I have built literally hundreds of pairs of speakers over the last 20 yrs, most from Baltic Birch/ ApplePly, and aside from the factors of cost and time, there more than a few reasons I’ve never done a translam fabrication. OK, that’s partly a lie - the huge waste of material and extra time are definitely included in that decision.
 
A few suggestions -

- end grain of translam plywood fabrication is much tougher to route that you might like to think, you’ll likely get much better results with a higher horsepower/ heavier router to avoid chatter/ bouncing around
- definitely use a down-spiral / compression cut solid carbide router bit to reduce tear-out- you’ll be changing grain directions every few mm.
- it’s impossible to have the workpieces too rigidly clamped to as heavy a work surface as you can muster
- use a high toolbit rotational speed and slow / uniform feed rate to yield cleanest results.
- cut “into” the direction of bit rotation


I have built literally hundreds of pairs of speakers over the last 20 yrs, most from Baltic Birch/ ApplePly, and aside from the factors of cost and time, there more than a few reasons I’ve never done a translam fabrication. OK, that’s partly a lie - the huge waste of material and extra time are definitely included in that decision.


Thanks for the advice, very helpful. To be honest i assumed it would be hard, although i admit i didnt consider the size of the router would be an issue.

Im considering taking it to a carpenter, but since they would care less than me, i might be better practising and doing it myself.

Regarding the router bit, ive looked on amazon uk /italia (need a european source), and downcut carbide bits go from 20-30 euros at the suspiciously low end (but still expensive for one small project) , up to hundreds of euros. Hopefully somebody could point me to a decent cheap bit thats available here.

I chose translam construction because i had a design that lends itself to the method, but more importantly, i had a big favour owed by a cnc shop, so got it done for free. I reduced the waste by nesting the small fullrange cabinets inside the cutouts for the subwoofers. Wood utilisation was still a rather feeble 36% so i do agree its a wasteful method.

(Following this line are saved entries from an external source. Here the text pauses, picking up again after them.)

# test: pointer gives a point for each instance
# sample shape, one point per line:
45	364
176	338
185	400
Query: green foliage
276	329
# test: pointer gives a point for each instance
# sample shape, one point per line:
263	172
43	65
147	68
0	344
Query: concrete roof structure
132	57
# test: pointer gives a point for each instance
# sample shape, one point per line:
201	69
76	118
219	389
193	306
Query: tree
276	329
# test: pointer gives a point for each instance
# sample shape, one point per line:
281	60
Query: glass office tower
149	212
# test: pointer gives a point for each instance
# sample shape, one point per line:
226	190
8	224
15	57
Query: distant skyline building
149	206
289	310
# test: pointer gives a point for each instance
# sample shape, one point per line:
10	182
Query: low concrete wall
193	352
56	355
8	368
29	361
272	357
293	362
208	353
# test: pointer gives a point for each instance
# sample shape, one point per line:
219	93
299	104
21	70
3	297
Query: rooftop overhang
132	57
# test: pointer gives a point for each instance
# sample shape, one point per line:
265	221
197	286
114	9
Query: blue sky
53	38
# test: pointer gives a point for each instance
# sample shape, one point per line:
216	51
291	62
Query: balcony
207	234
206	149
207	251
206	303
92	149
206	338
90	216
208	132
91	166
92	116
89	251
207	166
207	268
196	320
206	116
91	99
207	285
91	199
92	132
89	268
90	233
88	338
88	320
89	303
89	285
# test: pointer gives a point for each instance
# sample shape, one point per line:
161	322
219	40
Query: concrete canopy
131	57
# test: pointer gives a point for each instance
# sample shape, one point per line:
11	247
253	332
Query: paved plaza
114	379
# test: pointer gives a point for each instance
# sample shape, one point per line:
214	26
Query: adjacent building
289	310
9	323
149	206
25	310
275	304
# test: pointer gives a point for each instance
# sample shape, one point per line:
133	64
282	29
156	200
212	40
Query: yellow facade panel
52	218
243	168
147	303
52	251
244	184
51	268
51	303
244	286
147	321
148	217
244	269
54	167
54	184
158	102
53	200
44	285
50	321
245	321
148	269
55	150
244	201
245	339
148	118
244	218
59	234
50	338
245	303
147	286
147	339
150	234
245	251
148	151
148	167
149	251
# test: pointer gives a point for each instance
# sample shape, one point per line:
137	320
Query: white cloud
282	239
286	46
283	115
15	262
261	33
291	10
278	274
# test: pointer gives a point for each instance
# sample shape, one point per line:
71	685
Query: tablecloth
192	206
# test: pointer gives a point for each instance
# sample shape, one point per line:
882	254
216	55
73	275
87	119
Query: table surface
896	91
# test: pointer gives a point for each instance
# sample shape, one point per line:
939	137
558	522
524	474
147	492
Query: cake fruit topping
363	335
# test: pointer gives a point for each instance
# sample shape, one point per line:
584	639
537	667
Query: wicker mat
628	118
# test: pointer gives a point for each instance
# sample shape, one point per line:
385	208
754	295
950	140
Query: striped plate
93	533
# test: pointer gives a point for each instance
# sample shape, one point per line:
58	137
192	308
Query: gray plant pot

Anyway thanks again for the advice.. Im still stacking and gluing and i guess ill be cutting a load of strips of ply and gluing up some endgrain test sheets too!
 
With tooling running at the shaft rotational speeds found in routers, you get what you pay for. Being near the end of my career in a commercial cabinet shop, I can only base my observations/ suggestions on that.

If you don’t / can’t use a top bearing mounted pattern following/ mortising bit, those solid bits can be fine - but be aware they can snap if overloaded by material density or aggressive feed rate. Hopefully you’re out of the line of fire - but do some math on bit speed of at least 10-25K rpm, and the mass / sharpness of broken bit, and well, don’t wanna scare ya, but safety face shield is with every penny.

Larger diameter shafts ( i.e. 1/2” or more), combined with a heavier machine will make child’s play of most heavier load jobs. My personal favourite is the Porter Cable 7518; at over 15 lbs, not a one-handed operation - I tried that once- but with the workpiece securely clamped, she’s a dream to use. We burn out probably half a dozen 1.5HP routers and smaller laminate trimmers a year, but our two 7500 series are well into their teens. It’s the standard motor affixed to the killer Betterley solid surface coving and bevelling jigs.